In order to record all HTTP requests, we rely on the Lightbeam plugin. However in contrast to [32], we do not use Lightbeam to determine the source domain that a request is initiated from and to classify it accordingly as a FPR or a TPR because Lightbeam relies on heuristics that are too error-prone for our purpose. More precisely, the classification of Lightbeam is not always in accordance with our definitions of FPR and TPR, as introduced in Sect. 3. By examining the request logs after a complete crawl cycle and comparing the estimated source to the actual visited domain, two types of false-positive cases (cf. Table 3) arise in Lightbeam:

  • Unrecognized TPRs: The request is mistakenly considered to be a FPR according to the Lightbeam heuristics, this way “hiding” a TPR edge from the graph.

  • Misclassified TPRs: The request is correctly found to be a TPR, but not for the correct FPD node, i.e. the one corresponding to the actually crawled domain. The inaccuracy introduced to the graph results from the potential introduction of a bogus FPD node, as well as the false number of TPR edges starting from the correct and the bogus FPD nodes.

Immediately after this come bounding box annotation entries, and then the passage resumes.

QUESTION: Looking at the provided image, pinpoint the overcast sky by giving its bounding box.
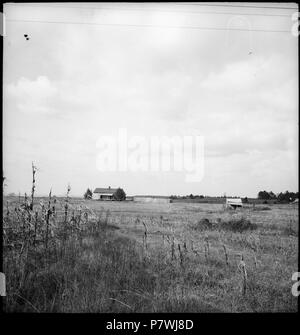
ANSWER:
[3,3,298,196]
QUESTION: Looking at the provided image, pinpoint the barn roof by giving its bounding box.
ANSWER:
[94,187,117,194]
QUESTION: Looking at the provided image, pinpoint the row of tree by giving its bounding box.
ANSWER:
[257,191,299,202]
[83,187,126,201]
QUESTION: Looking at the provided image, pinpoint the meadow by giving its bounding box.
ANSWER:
[3,197,298,313]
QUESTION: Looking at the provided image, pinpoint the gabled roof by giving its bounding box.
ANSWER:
[94,187,117,194]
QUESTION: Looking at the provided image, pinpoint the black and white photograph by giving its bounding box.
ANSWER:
[0,2,300,318]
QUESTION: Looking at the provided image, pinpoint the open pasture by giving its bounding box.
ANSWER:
[3,197,298,312]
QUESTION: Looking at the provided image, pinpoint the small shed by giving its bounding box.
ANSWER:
[226,198,243,209]
[93,186,117,200]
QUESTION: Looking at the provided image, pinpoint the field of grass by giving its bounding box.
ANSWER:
[3,197,298,313]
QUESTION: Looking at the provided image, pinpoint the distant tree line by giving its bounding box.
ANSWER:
[257,191,299,202]
[83,187,126,201]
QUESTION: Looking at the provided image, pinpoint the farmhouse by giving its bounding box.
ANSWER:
[226,198,243,209]
[93,186,117,200]
[133,195,170,203]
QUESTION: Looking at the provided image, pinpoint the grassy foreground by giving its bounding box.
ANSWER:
[3,198,298,313]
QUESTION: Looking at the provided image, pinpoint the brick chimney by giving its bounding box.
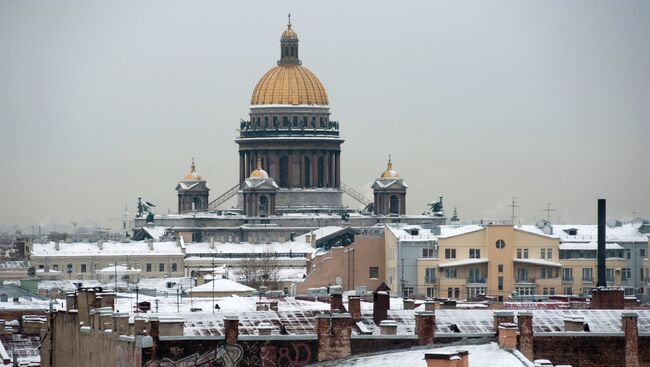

As results from the experimental evaluation on the data of one full crawl cycle (1000 visited first parties) and 12 different browser profiles, the misclassified and unrecognized TPRs make up for 2.0%–12.0% and 4.0%–11.0% of the total requests, depending on the respective browser profiles that we define in the following.

Table 3. Examples of misclassified and unrecognized TPRs
Full size table

We thus modify Lightbeam to account for the currently visited first-party as a priori known by the agent which triggers page visits.

Note that we do not simulate an interaction with the website, e.g., mouse mouvements, scrolling or keystrokes and leave this for future work.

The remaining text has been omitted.